Wellington Management has further stated that it has discussed this issue with the Staff on a few previous occasions, including in connection with Form S-3 registration statements filed by Provident Bankshares Corporation (File No. 333-125230) and IBERIABANK Corporation (File No. 333-139984). Letters dated July 17, 2008 and March 16, 2007, respectably, written by or on behalf of Wellington Management to the Staff with respect to this issue. We understand that the Staff agreed with the analysis set forth in those letters.  Wellington Management has confirmed to us that the statements in such letters remain accurate.
 
 
 

 
 
Securities and Exchange Commission
March 21, 2012
Page 3 
 
1.  
Revise the footnotes, where applicable, to identify the person or persons who have sole or shared voting or investment control of the securities.
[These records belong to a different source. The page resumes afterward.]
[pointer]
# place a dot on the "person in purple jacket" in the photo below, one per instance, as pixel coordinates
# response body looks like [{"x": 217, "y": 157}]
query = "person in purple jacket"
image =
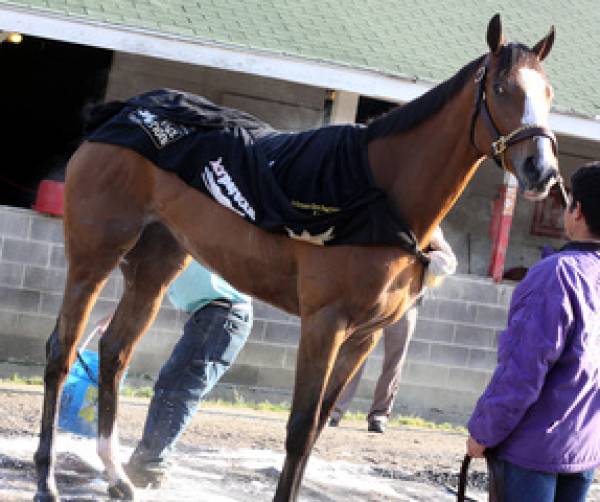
[{"x": 539, "y": 417}]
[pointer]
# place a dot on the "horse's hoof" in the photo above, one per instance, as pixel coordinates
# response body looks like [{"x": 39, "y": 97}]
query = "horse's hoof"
[
  {"x": 123, "y": 490},
  {"x": 46, "y": 497}
]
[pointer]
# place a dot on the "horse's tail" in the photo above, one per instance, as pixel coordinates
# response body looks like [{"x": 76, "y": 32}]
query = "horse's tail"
[{"x": 95, "y": 115}]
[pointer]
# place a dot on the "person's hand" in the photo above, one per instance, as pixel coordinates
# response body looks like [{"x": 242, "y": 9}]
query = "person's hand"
[{"x": 474, "y": 449}]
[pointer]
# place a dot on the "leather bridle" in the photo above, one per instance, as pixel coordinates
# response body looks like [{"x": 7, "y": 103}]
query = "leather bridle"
[{"x": 500, "y": 143}]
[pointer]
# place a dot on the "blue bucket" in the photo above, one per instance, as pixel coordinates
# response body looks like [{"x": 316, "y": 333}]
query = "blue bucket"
[{"x": 79, "y": 402}]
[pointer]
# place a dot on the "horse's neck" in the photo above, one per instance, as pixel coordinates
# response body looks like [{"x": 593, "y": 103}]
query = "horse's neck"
[{"x": 425, "y": 169}]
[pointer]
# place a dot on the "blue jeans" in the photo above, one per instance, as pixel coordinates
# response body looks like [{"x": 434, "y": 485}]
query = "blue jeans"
[
  {"x": 212, "y": 339},
  {"x": 526, "y": 485}
]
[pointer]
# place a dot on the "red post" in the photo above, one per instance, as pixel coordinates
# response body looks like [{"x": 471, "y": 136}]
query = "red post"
[{"x": 500, "y": 226}]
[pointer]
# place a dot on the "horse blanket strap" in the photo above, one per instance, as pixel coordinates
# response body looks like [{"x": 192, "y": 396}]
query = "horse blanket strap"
[{"x": 315, "y": 186}]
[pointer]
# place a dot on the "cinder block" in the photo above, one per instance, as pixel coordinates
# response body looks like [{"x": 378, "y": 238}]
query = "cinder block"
[
  {"x": 11, "y": 274},
  {"x": 467, "y": 380},
  {"x": 13, "y": 224},
  {"x": 50, "y": 303},
  {"x": 425, "y": 400},
  {"x": 27, "y": 252},
  {"x": 36, "y": 326},
  {"x": 20, "y": 300},
  {"x": 482, "y": 359},
  {"x": 284, "y": 333},
  {"x": 266, "y": 312},
  {"x": 457, "y": 311},
  {"x": 425, "y": 374},
  {"x": 505, "y": 292},
  {"x": 47, "y": 229},
  {"x": 22, "y": 349},
  {"x": 291, "y": 356},
  {"x": 57, "y": 257},
  {"x": 418, "y": 351},
  {"x": 474, "y": 336},
  {"x": 449, "y": 355},
  {"x": 438, "y": 331},
  {"x": 262, "y": 354},
  {"x": 275, "y": 377},
  {"x": 373, "y": 367},
  {"x": 45, "y": 279}
]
See CD&I Q&A 140.02 of the Rule S-K CD&I’s.
 
Response:
Although we believe we have adequately disclosed this information, we have made a number of revisions in the Amendment to make the disclosure more clear.

2.  
Confirm for Registration Statement 333-174420 that Elm Ridge Master Fund and Elm Ridge Value Partners are not broker/dealers or affiliates of broker/dealers or make the disclosures requested above.
 
Response:
We confirm that Elm Ridge Master Fund and Elm Ridge Value Partners are not broker/dealers or affiliates of broker/dealers.


* * * * *
 
Additionally, in response to the Staff’s request, the Company acknowledges that (i) it is responsible for the adequacy of the disclosure in its filings; (ii) Staff comments or changes to disclosure in response to Staff comments do not foreclose the Commission from taking any action with respect to the Company’s filings; and (iii) it may not assert Staff comments as a defense in any proceeding initiated by the Commission or any person under the federal securities laws of the United States.
 
 
The Staff is requested to direct any further questions regarding this filing and this letter to the undersigned at (404) 815-6270.  Thank you.
 
  Sincerely,
   
  /s/ James W. Stevens  
  James W. Stevens
 
 
                                          
cc:           Jimmy C. Tallent, United Community Banks, Inc.
Rex S. Schuette, United Community Banks, Inc.
Alan Kumler, United Community Banks, Inc.